The frontend, briefly

I won't dwell on the UI since it's not really the story, but a few notes:

• ReportCanvas renders each section as a ClayCard with an uncertainty ribbon, expandable evidence cards, and coverage notes.

• SourceInspector shows the canonical source list with snippets and fetch metadata — what the agent actually opened, in order.

• RunObservatory wraps PipelineTimeline and SubtaskTopologyFlowCanvas. The topology view is a React Flow graph whose nodes mirror the LangGraph topology: planner → fan-out → branches → merge → fan-out → branches → merge → self-check. Live status colors flow through as the SSE events arrive.

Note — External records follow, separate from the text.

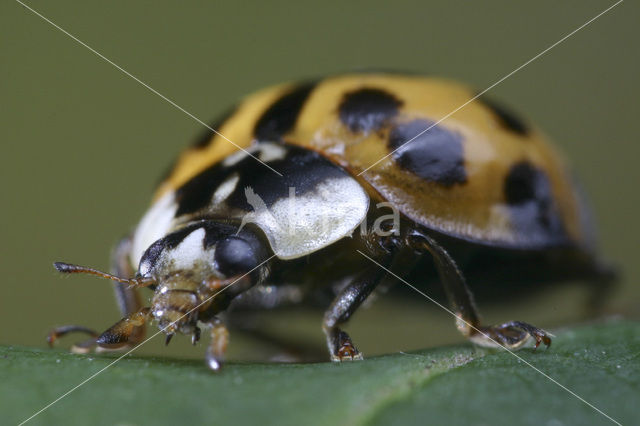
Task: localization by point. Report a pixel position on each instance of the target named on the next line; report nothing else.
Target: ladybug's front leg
(340, 346)
(510, 335)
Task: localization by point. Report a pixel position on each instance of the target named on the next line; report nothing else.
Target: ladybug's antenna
(69, 268)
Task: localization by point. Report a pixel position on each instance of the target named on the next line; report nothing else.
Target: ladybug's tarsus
(340, 346)
(217, 346)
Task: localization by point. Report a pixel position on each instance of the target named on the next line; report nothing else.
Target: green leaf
(450, 385)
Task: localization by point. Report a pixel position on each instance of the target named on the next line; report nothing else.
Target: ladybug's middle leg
(510, 335)
(340, 346)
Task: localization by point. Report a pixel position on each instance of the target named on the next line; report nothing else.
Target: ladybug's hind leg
(510, 335)
(340, 346)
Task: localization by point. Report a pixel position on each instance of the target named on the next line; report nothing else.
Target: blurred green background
(83, 145)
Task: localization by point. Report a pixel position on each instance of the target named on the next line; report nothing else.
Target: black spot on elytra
(281, 116)
(368, 109)
(203, 140)
(507, 118)
(301, 169)
(528, 193)
(436, 155)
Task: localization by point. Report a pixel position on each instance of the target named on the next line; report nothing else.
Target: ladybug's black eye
(234, 256)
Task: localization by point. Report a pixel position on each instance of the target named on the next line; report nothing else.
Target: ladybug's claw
(344, 349)
(58, 332)
(512, 335)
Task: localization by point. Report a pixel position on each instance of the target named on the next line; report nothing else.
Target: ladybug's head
(194, 271)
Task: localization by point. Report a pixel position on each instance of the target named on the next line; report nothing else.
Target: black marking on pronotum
(301, 169)
(507, 118)
(234, 255)
(281, 116)
(436, 155)
(528, 193)
(207, 134)
(368, 109)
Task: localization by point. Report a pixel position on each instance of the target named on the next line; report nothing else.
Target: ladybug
(283, 214)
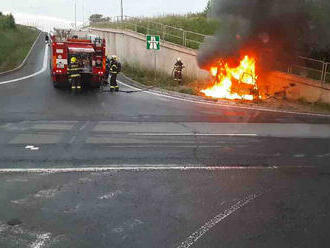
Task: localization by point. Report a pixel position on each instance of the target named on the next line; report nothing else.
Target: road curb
(26, 57)
(222, 103)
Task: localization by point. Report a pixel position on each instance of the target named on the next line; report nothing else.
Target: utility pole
(83, 9)
(75, 14)
(122, 10)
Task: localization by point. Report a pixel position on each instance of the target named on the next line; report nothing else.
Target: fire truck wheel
(56, 85)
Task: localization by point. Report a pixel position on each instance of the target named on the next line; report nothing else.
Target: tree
(95, 18)
(11, 21)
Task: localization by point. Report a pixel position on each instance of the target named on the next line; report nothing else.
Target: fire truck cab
(89, 52)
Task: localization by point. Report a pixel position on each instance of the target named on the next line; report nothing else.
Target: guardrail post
(163, 31)
(324, 79)
(184, 38)
(323, 70)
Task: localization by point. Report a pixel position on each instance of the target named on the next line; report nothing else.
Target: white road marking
(110, 195)
(32, 148)
(41, 240)
(72, 139)
(195, 134)
(26, 57)
(215, 220)
(43, 69)
(140, 168)
(224, 105)
(323, 155)
(84, 126)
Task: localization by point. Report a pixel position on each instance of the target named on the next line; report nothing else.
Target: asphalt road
(143, 170)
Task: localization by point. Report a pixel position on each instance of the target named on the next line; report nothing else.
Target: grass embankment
(162, 80)
(198, 23)
(15, 43)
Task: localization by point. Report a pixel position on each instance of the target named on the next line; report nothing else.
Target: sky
(61, 12)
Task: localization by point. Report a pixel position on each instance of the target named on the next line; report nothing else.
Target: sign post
(153, 43)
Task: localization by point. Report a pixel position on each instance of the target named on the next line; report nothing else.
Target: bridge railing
(167, 33)
(311, 68)
(302, 66)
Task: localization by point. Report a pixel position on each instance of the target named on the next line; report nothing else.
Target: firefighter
(47, 39)
(115, 68)
(178, 68)
(74, 73)
(107, 71)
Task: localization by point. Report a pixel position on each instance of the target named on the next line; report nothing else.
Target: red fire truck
(89, 52)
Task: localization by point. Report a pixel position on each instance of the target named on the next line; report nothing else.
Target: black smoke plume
(273, 31)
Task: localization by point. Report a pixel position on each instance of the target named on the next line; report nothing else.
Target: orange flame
(244, 76)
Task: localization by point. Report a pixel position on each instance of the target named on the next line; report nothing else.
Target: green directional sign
(153, 42)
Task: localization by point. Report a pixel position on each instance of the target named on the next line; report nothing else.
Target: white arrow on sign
(153, 43)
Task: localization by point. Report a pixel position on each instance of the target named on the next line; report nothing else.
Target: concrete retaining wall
(131, 46)
(296, 87)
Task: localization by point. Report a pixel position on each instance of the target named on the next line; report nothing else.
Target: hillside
(188, 30)
(15, 42)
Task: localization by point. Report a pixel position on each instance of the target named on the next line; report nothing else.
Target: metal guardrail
(311, 68)
(167, 33)
(303, 66)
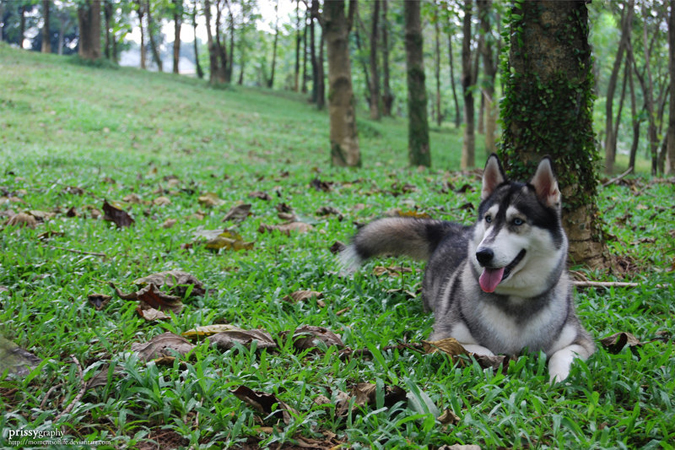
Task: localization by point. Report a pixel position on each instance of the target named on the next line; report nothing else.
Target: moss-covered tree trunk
(548, 108)
(341, 109)
(419, 153)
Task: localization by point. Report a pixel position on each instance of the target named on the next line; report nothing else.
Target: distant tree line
(433, 61)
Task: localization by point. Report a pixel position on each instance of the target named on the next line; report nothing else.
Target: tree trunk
(153, 43)
(270, 82)
(107, 15)
(141, 13)
(419, 152)
(178, 22)
(200, 71)
(437, 53)
(46, 38)
(344, 140)
(490, 67)
(547, 109)
(458, 116)
(611, 138)
(670, 152)
(298, 40)
(374, 69)
(388, 96)
(89, 21)
(469, 141)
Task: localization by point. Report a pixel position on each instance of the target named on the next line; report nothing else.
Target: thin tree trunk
(89, 21)
(200, 71)
(344, 140)
(469, 142)
(419, 152)
(304, 53)
(46, 38)
(107, 14)
(388, 96)
(374, 69)
(151, 35)
(298, 39)
(437, 53)
(178, 22)
(670, 152)
(270, 83)
(611, 138)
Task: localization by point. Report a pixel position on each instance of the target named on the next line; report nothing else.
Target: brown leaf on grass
(308, 337)
(176, 281)
(15, 360)
(337, 247)
(98, 301)
(392, 271)
(228, 240)
(166, 344)
(286, 228)
(265, 403)
(210, 200)
(116, 215)
(616, 342)
(228, 339)
(153, 297)
(22, 220)
(238, 213)
(260, 195)
(365, 394)
(149, 313)
(301, 296)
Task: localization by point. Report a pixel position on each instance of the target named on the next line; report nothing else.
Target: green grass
(113, 133)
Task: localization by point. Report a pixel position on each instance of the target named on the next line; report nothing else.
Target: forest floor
(110, 175)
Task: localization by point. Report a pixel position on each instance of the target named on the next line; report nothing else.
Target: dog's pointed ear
(546, 185)
(493, 176)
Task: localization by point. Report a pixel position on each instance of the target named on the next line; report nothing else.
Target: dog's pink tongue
(490, 278)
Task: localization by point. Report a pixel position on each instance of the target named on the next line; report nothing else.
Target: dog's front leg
(561, 361)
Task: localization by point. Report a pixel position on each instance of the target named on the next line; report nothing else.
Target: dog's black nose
(484, 256)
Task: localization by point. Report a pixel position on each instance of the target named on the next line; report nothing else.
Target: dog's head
(518, 244)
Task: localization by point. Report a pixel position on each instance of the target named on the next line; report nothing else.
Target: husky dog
(501, 285)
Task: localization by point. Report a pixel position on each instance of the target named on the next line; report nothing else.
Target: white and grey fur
(518, 229)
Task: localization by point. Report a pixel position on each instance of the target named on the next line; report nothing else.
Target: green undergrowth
(72, 136)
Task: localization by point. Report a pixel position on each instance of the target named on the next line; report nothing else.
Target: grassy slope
(118, 132)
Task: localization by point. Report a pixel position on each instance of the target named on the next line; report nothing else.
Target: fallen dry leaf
(166, 344)
(117, 216)
(238, 213)
(98, 301)
(264, 403)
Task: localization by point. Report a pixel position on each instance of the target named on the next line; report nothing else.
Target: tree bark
(141, 13)
(46, 38)
(469, 141)
(342, 112)
(178, 22)
(151, 35)
(490, 67)
(374, 69)
(89, 21)
(200, 71)
(437, 68)
(670, 152)
(419, 152)
(270, 83)
(388, 96)
(610, 134)
(547, 109)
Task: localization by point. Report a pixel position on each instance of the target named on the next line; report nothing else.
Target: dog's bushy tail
(396, 236)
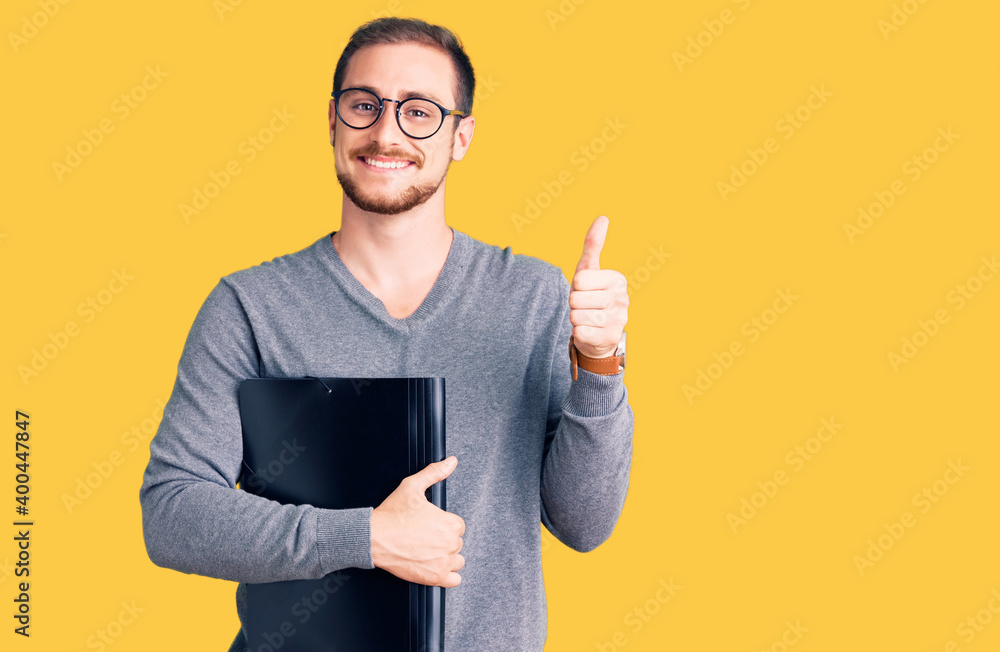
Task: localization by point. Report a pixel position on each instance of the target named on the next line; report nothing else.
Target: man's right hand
(414, 539)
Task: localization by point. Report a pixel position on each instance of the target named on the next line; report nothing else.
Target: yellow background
(551, 76)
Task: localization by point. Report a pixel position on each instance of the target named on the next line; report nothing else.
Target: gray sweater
(533, 446)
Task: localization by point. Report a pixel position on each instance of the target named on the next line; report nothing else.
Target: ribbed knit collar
(449, 275)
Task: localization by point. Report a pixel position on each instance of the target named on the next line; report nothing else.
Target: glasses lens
(419, 118)
(357, 108)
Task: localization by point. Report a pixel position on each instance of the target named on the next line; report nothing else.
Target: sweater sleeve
(587, 455)
(194, 519)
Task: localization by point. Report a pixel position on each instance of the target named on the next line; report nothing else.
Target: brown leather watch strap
(608, 366)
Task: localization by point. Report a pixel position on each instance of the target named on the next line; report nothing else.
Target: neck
(394, 251)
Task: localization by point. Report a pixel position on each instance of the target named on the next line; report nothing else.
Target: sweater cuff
(344, 538)
(594, 395)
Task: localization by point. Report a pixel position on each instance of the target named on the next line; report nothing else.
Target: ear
(463, 137)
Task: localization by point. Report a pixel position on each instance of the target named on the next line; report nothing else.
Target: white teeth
(386, 164)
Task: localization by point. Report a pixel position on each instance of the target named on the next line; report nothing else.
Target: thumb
(593, 243)
(435, 472)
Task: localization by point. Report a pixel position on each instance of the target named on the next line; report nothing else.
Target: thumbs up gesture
(598, 298)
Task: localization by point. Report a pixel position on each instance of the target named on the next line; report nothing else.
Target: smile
(386, 164)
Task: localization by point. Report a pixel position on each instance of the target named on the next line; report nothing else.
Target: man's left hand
(598, 298)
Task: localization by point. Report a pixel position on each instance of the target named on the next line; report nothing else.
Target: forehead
(395, 69)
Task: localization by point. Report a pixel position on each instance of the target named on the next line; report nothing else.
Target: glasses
(417, 117)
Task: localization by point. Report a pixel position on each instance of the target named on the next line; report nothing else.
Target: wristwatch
(609, 366)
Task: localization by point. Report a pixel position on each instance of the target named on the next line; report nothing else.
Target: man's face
(396, 72)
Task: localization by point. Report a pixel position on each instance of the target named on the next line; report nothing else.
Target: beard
(388, 204)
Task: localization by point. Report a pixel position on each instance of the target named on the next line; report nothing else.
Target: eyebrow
(404, 95)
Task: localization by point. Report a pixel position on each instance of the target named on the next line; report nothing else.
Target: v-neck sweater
(533, 446)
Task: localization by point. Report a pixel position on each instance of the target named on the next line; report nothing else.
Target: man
(539, 431)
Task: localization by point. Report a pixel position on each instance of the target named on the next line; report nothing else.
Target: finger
(595, 338)
(596, 319)
(599, 279)
(434, 473)
(590, 299)
(593, 243)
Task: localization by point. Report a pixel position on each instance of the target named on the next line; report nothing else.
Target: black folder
(340, 443)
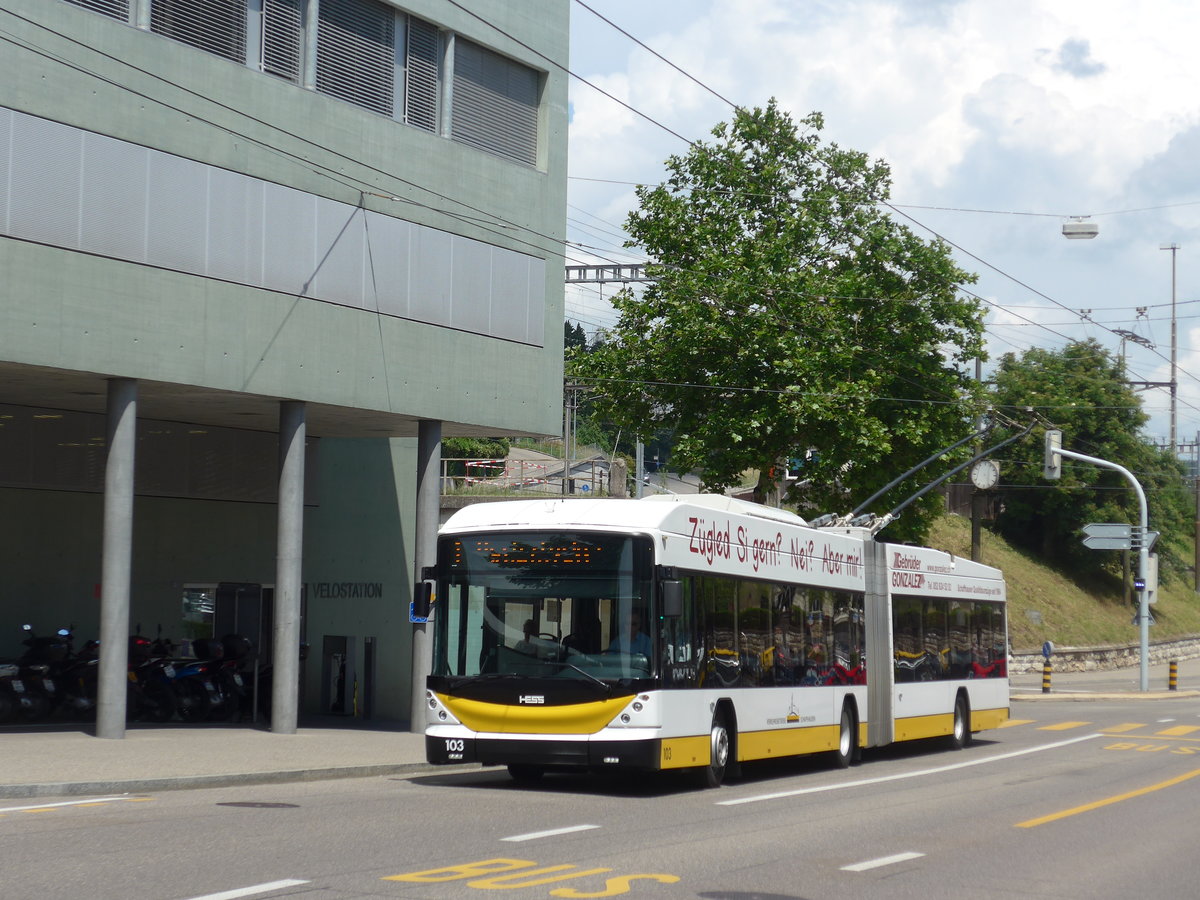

The whole thing is dev-wired via NEXT_PUBLIC_API_URL. There's no fancy auth, no deploy story. That's deliberate; this is a research playground, not a SaaS.

Configuration as policy

A lot of the system's behavior is gated behind env vars. This is intentional. Each flag corresponds to a design choice I wanted to be able to toggle without code edits:

Flag

What it gates

STUB_LLM

Disable all LLM calls; planner falls back to _stub_plan.

RERANK_USE_EMBEDDINGS

Second-pass embedding rerank on hits.

RETRIEVAL_GEO_PENALTY_WEIGHT

Severity of the Nepal-vs-Malaysia penalty.

SYNTHESIS_EMBEDDING_ASSIGN

Embedding-based section assignment vs keyword.

SYNTH_USE_LLM

LLM refinement pass over synthesized bullets.

SELF_CHECK_USE_LLM

LLM critique of coverage flags.

FETCH_CACHE_ENABLED

The SQLite fetch cache.

LANGSMITH_TRACING

LangSmith trace upload.

max_subquestions, max_pages_fetched, max_queries_per_subtask

Budget caps.

Treating these as policy rather than configuration was useful. When something goes wrong, the first debugging move is "flip the flag and rerun." When something works, the question becomes "do I want this on by default?" — and the answer is documented in the flag's default value.

What's still rough

A few honest pieces of unfinished business:

• Planner quality. The plan is still a single LLM call with a stiff prompt. _ensure_core_sections_baked saves us from the obvious failure but doesn't make the plan good. A reflection step — "look at the template, look at your sub-tasks, do they actually cover it?" — is the obvious next move.

• Fact extraction is naive. naive_extract_facts is genuinely naive: it lifts sentences that look fact-shaped via simple heuristics. A small extraction model would lift quality a lot.

• No cross-section reasoning. Each section is synthesized in isolation. executive_summary and key_findings should arguably be downstream of the other sections, summarizing them. Right now they get parallel routing like everything else.

• Recency is heuristic. We use DDG's reported datetime when present. When absent, we have nothing. A real system would parse publication metadata from fetched pages.

• The geo lexicon is hand-curated. It works for the queries I test with. It does not cover the world. A real solution would use a gazetteer or a named-entity model.

• Self-check is shallow. heuristic_self_check is mostly a coverage audit. optional_llm_critique_flags is a thin LLM second opinion. Neither catches subtle hallucinations the way a real adversarial reviewer would.

The thing I keep coming back to

The most interesting design decisions in this project were not architectural. They were about distrust: distrust the planner enough to bake in core sections, distrust the ranker enough to add a geo penalty, distrust the synthesizer enough to block silent filler, distrust the cache enough to version the extract schema.

LLM systems work when you assume every component will eventually lie to you in a small, plausible way, and then you build a guard that turns the lie into a flag. The guards individually are cheap. Together they're the difference between a demo that looks great on the happy path and a system you can hand to someone and let them ask whatever they want.

If you want to look at the code, the repository has backend/app/graph/pipeline.py as a good entry point, then the services under backend/app/services/. The shape will be familiar within an hour. The interesting commits are the ones that fix a failure mode I didn't see coming. Those are the ones worth reading first.